Britain First — which has run candidates in local and national elections with little success, and campaigned against the construction and expansion of mosques — denied involvement in the attack on Jo Cox.
In a statement, the prime minister said Britain First sought to "divide communities in their use of hateful narratives which pedal lies and stoke tensions."
"This causes anxieties to law abiding people," May said. "The British people overwhelmingly reject the prejudice rhetoric of the far-right, which is the antithesis of the values that this country represents; decency, tolerance and respect."
The invitation for Trump to visit the U.K. next year was still in place, however, according to May's office.
Several British opposition lawmakers criticized Trump and called on the U.K. government to rescind the invitation.
“The U.S. president is normalizing hatred. If we don’t call this out, we are going down a very dangerous road,” tweeted Labour Party politician Chuka Umunna. “His invite to visit the U.K. in 2018 should be immediately withdrawn.”
London's Mayor Sadiq Khan also hit back at Britain First, calling it in a statement "a vile, hate-fueled organization whose views should be condemned, not amplified."

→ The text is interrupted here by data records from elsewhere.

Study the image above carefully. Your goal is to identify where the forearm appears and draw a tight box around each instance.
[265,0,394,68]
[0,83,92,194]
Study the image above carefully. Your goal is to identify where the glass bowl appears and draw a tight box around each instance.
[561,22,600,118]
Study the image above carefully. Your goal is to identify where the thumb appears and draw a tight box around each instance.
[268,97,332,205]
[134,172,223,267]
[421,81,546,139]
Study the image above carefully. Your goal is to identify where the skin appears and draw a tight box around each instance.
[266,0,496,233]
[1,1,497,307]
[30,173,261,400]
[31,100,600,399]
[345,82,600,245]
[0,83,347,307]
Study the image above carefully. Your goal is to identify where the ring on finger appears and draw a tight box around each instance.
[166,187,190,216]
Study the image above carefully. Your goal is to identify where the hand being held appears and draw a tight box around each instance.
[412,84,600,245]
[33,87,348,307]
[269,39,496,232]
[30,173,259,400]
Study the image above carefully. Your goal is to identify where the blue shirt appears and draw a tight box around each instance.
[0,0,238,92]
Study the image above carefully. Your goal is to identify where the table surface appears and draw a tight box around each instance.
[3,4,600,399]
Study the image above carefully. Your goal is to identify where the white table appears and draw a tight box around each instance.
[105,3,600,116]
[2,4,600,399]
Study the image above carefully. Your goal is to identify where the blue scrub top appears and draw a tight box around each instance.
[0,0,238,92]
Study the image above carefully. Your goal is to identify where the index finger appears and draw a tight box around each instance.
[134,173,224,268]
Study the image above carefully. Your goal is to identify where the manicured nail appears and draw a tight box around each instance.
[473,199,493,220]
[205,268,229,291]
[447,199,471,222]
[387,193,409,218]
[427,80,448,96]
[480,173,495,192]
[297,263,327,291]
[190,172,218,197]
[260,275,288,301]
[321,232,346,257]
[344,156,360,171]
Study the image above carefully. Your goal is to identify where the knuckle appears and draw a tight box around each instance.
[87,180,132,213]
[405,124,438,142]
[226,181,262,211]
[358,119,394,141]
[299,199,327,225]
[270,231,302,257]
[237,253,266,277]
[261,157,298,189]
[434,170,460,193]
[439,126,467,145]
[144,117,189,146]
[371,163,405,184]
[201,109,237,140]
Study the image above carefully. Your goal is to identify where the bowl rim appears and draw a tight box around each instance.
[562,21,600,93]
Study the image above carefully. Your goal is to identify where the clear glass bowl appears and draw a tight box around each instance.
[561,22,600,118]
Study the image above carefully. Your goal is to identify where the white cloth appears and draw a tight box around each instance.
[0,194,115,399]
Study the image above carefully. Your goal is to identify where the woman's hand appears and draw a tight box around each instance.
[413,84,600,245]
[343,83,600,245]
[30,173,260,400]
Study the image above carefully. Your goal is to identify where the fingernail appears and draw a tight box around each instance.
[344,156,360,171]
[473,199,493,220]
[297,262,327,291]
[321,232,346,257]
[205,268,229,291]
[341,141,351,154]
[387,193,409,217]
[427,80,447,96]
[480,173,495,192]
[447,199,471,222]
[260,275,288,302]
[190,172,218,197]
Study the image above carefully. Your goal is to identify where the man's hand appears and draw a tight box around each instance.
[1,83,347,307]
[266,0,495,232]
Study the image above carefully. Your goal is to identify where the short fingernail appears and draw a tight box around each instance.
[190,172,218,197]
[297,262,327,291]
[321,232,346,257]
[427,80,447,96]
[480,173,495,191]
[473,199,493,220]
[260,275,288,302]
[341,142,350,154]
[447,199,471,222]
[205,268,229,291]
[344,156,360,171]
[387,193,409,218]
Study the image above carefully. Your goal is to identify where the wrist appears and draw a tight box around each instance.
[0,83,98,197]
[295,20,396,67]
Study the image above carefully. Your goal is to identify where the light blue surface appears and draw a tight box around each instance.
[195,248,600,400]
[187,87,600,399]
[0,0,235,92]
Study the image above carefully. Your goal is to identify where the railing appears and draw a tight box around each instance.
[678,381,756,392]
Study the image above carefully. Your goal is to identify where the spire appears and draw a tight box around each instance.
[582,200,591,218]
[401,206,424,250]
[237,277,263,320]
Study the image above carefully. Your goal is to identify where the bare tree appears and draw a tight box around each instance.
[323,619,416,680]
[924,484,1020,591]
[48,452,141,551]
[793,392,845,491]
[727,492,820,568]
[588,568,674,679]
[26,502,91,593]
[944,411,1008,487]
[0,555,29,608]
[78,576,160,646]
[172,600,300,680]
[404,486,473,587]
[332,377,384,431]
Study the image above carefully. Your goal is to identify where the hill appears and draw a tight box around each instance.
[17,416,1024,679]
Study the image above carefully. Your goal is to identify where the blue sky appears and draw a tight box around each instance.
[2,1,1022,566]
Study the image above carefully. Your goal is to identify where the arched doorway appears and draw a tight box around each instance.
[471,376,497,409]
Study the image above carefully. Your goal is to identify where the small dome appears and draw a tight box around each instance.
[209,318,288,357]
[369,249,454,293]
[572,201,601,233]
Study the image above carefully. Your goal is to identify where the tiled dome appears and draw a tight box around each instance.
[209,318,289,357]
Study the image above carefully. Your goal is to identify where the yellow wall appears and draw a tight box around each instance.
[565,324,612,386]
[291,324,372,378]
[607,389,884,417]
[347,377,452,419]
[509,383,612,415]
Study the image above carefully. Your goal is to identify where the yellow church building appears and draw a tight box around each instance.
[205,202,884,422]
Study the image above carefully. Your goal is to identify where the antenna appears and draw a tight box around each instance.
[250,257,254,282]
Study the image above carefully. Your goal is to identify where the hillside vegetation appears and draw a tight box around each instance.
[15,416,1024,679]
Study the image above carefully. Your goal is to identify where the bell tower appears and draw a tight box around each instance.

Britain First has a significant presence on social media with over 24,000 followers on Twitter and well over a million likes on Facebook. In past years it has staged a number of demonstrations around Britain that usually attract a few hundred protesters.
In September, the leaders of the organization, including Fransen, were charged with causing religiously aggravated harassment by disseminating leaflets and sharing online videos.